Monday, July 16, 2012

Greenwashing Development in Capitol Hill

I've gotten to know my neighborhood much better in the last week and a half. My cat is missing, and according to the Missing Pet Partnership, she could be hiding close by, under a house or in some jungly backyard. I thought I knew my neighborhood pretty well, since I walk and bike around here all the time. I didn't know the half of it! Undiscovered alleys, paths between buildings, rambling old homes subdivided into apartments, derelict houses, and quite a "cat"alogue of local beasts have been added to my mental map.

One derelict house I discovered has since been demolished. I was surprised to find an unused property in my neighborhood, which is fashionable and increasingly expensive, so I wasn't surprised when I walked past on Saturday and saw that a bulldozer had leveled the old home. The pace of change here makes it hard to feel like I have much of a say in this neighborhood. I've never owned a home, but I know the feeling of ownership because I used to live in an intentional community. It was a place that encouraged creative reuse, too, so our vision of sustainability had much more to do with recycling than with buying "eco friendly" products. I've started to realize that Seattle does not promote this view of sustainability; it's more into engineering and development as solutions to social problems.
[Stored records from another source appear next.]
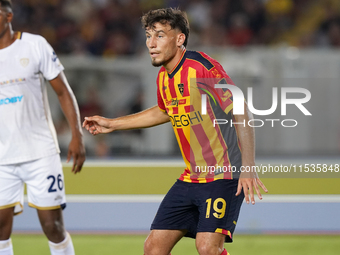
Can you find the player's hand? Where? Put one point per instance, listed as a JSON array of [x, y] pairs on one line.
[[248, 182], [76, 150], [97, 125]]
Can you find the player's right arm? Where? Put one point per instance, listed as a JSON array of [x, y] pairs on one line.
[[144, 119]]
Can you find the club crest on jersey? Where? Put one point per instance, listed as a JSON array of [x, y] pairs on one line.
[[181, 88], [24, 62], [54, 57]]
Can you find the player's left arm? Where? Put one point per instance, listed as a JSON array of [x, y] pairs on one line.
[[249, 180], [68, 102]]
On my cat prowl this morning, I saw this sign on a telephone pole:

This sign follows others that people have posted this summer regarding zoning changes or exceptions in the neighborhood. The first round I saw encouraged neighbors to denounce proposed changes that would allow more commercial uses of residential areas. Ha, NIMBYs, I thought to myself. Who wouldn't love a corner store? Of course, as do many issues in this neighborhood which serves as unofficial parking for the nightclub zone a few blocks over, the struggle boiled down to parking. More stores = more people = more cars. I guess it's assumed that the subhumans like me who don't drive never shop.

The sign I saw this morning, though, has a more insidious claim. It suggests that high rise development is the only way to make a neighborhood more dense and sustainable. This seems very typically Seattle to me. Instead of organizing at a community level to promote more ecologically responsible practices, people continue to refuse eye contact at the street level and post signs that ask me to trust some developers on high to fix our problems. Not that developers have ever had anything but the public good in mind...
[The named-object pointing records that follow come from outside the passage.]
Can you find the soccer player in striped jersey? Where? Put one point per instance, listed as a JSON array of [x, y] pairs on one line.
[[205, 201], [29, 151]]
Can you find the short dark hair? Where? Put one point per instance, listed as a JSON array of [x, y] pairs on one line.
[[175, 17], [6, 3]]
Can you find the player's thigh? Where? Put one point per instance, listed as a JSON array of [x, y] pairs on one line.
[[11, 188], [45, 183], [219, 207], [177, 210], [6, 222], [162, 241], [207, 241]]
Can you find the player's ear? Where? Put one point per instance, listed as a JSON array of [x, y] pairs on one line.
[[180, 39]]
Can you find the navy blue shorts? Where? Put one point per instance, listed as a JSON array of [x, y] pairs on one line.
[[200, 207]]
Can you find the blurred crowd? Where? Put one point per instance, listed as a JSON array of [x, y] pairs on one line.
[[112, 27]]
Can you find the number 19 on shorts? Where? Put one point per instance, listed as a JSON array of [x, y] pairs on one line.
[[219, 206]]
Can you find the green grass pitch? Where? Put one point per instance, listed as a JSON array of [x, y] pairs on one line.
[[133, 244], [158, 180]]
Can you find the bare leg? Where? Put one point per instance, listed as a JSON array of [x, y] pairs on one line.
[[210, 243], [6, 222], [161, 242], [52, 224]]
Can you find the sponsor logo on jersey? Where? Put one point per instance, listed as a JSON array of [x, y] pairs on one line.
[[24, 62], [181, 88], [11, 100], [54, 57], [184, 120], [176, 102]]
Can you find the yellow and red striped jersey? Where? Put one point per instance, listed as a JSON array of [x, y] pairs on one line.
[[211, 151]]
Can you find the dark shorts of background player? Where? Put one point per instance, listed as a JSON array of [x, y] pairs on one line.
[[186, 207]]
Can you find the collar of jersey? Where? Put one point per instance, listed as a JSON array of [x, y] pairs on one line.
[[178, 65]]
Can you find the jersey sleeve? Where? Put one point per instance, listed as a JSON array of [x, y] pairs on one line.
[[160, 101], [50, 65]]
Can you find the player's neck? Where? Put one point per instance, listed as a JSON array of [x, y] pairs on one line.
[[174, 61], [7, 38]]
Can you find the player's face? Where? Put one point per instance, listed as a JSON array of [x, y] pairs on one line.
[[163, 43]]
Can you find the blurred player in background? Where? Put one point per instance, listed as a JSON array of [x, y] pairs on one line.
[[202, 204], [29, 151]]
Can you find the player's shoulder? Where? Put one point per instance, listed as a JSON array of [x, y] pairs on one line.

The thing is, the same high rise development can be two things: many more units and units with a view. The first aspect seems like a good thing, because us eco people know that densification is a good thing, right? It's easy to greenwash a project that will make one lot into multiple units (more units = more buyers = more money for the seller). It can seem like a nice marriage, where a kind of "greed is good" mentality can align with in-fill, except that those new units will most likely not be affordable family housing.

"Affordable" can mean a lot of things. This neighborhood has been seeing a lot of "affordable" SRO development, basically dorm-style housing for aspirational people who still believe that they have the Hulk-like strength to yank their bootstraps up hard enough to become Bill Gates (who grew up wealthy in Seattle, by the way), so it's ok to have a little no-kitchen action along the way. Builds character! I'm pretty skeptical about claims that new development will bring affordable family housing. And if it's market-rate housing, who benefits? Last time I checked, rich people can live wherever they want, they're not forced to stay in the suburbs because of a dire housing shortage in trendy urban neighborhoods.

The other aspect, that high rise buildings will have views, means your view isn't going anywhere, it's just not going to be yours anymore. To me, this is the weirdest feature of private ownership of urban land: the thing that gives these lots value is not the dirt under them, but their surroundings. It's the views, the amenities, the easy access to freeways, transit, whatever. The places that people build through their everyday lives, the interesting ways they use their homes and yards, the details I've been absorbing on my cat prowls, are valueless in this system. So this sign that asks neighbors to own their privilege and stop blocking development that will block their views is basically asking people to give up the things they love about their neighborhood so that private developers can sell those nice things to the highest bidder. More units + buyers who will pay more for views = even more money for seller.